Surroundings

Kornat is an island in the Croatian part of the Adriatic Sea, in central Dalmatia. With an area of 32.44 km² it is the 16th largest island in Croatia and the largest island in the eponymous Kornati islands archipelago.

The Kornati islands are an archipelago consisting of 140 islands covering an area of 114 square miles (300 square km). Most of the islands are part of the Kornati National Park – and with its natural beauty, numerous coves and crystal clear blue waters, it’s easy to see why.

There are no permanent residents of the islands and most of the area belongs to the people of Murter island who come to tend the olive groves, the vineyards and orchards. They have cottages on the Kornati islands in which they stay during the agricultural season.

The islands are best visited on a day excursion from Zadar, Sibenik or Split. It is possible to stay in one of the cottages for a Robinson Crusoe type holiday in which you stay in a house with no electricity or running water – the ultimate in “getting away from it all”! A boat from Murter delivers you there and picks you up a week later.

The largest island (32 sq km) is Kornat and the main settlement on the island is Vrulje. Although uninhabited there are a few dozen houses available for rental and a couple of restaurants open in summer. Other than that the sleepy island is cultivated for olives, figs, grapes and citruses.

Don't miss the 6th-century Tureta fort high on Tureta hill, built during the Byzantine era.

The sparkling clear water offers extraordinary visibility. The protected bay on Levrnaka island is the most popular swim spot and there's a konoba for refreshments.

On some hills of the Kornati islands traces have been found of settlements and fortifications from the Neolithic period. It appears that Libernians inhabited the islands during the Iron Age as well as the Romans much later. During WWII, Tito's Partisans constructed a workshop to repair boats. The Kornati Islands were once owned by Zadar but in the 16th century Venice took possession and subleased the islands to Zadar families. Now they are divided between private owners in Murter and Dugi Otok. The lack of regular ferry transport has discouraged human habitation but those who own land on the islands graze sheep there and cultivate the land.

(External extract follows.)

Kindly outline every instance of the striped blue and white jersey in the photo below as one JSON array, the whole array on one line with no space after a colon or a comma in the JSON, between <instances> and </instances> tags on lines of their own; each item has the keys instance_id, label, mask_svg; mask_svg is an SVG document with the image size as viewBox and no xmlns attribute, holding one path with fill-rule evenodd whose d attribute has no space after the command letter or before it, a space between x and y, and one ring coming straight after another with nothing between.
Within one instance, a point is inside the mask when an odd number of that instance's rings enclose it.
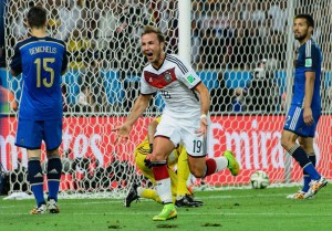
<instances>
[{"instance_id":1,"label":"striped blue and white jersey","mask_svg":"<svg viewBox=\"0 0 332 231\"><path fill-rule=\"evenodd\" d=\"M183 59L166 54L156 70L148 64L142 73L141 94L160 92L165 102L164 114L174 118L193 118L200 115L199 94L194 91L201 80Z\"/></svg>"},{"instance_id":2,"label":"striped blue and white jersey","mask_svg":"<svg viewBox=\"0 0 332 231\"><path fill-rule=\"evenodd\" d=\"M321 109L321 69L322 52L319 45L312 40L308 40L298 49L295 60L295 75L293 84L292 105L303 107L305 95L305 72L314 72L314 90L312 95L311 109Z\"/></svg>"}]
</instances>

Yachters can find shelter in a number of protected coves but the main marina is on Piskera with 120 berths. There are no ferries between the Kornati islands and the mainland. If coming with your own boat, tickets to the national park can be purchased online here. If you don't have your own boat, you can book an excursion from in Zadar which is the closest major town to the national park. There are a number of travel agencies in Murter which will also take you on a Kornati island tour.